First-principles investigation of the structural stability and electronic properties of LiV1–xMxPO4F (M = Mn, Fe, Co, and Ni)

Abstract

Density functional theory calculations corrected by on-site Coulomb interactions have been conducted to study the crystal structure and electronic property of the LiV1–xMxPO4F (M = Mn, Fe, Co, and Ni) electrode systems. The calculation results show that the substitution of V atoms in LiVPO4F by Fe-dopants resulted in the lowest formation energy, and the crystal structure is, therefore, most thermodynamically stable, while Co and Ni doping seems to be difficult due to their relatively higher formation energy than that of doping with Fe and Mn.
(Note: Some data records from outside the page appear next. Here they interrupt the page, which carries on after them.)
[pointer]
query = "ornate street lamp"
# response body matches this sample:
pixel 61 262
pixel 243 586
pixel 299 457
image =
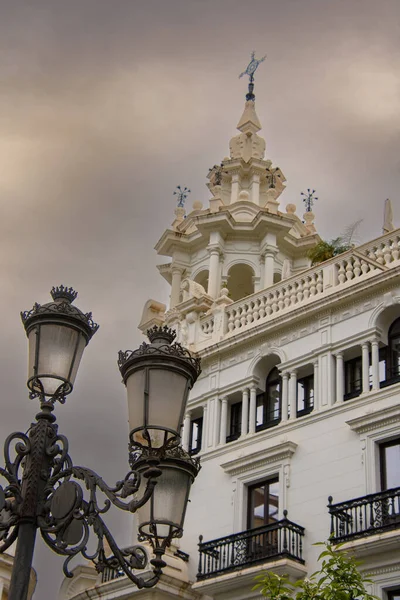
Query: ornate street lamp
pixel 42 488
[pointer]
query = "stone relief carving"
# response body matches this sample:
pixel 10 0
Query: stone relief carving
pixel 192 289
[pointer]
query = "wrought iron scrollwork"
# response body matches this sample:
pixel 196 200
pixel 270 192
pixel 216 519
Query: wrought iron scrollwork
pixel 42 484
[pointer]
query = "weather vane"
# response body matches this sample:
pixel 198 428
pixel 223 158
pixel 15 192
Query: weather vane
pixel 182 194
pixel 250 70
pixel 309 199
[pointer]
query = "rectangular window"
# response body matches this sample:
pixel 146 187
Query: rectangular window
pixel 196 430
pixel 263 503
pixel 235 424
pixel 390 464
pixel 352 378
pixel 305 395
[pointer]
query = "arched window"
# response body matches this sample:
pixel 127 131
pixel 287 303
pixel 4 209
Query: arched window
pixel 240 281
pixel 269 404
pixel 393 352
pixel 202 278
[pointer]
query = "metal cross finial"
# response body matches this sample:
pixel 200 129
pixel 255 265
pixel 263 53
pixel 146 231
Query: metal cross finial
pixel 182 194
pixel 309 199
pixel 252 66
pixel 250 70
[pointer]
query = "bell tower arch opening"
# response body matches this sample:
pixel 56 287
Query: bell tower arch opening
pixel 240 281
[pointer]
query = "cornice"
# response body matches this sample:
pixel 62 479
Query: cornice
pixel 375 419
pixel 250 462
pixel 284 428
pixel 334 298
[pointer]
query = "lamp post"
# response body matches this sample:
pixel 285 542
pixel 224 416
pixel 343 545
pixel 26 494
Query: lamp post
pixel 45 491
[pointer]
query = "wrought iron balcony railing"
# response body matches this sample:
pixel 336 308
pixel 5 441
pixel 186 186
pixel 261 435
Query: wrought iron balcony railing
pixel 365 516
pixel 282 539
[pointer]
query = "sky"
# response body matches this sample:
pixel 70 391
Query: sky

Furthermore, Fe substitution can effectively suppress the volume change of the LiVPO4F materials during electrochemical delithiation, leading to improvement of the cycle performance of LiVPO4F electrode. The results of charge analysis predict that Fe substitution is able to donate extra electrons for charge compensation during the Li+ reversible extraction/insertion process. The calculation of energy band structure and density of states indicate that the Mn, Fe, Co, and Ni doping reduce the band gaps through variations of V-3d spin orbitals. However, only Fe doping introduced impurity level located at 0.75 eV above valence band in the forbidden band of LiVPO4F, providing a platform for electronic transition, which is helpful to enhance electronic conductivity of the LiVPO4F electrode.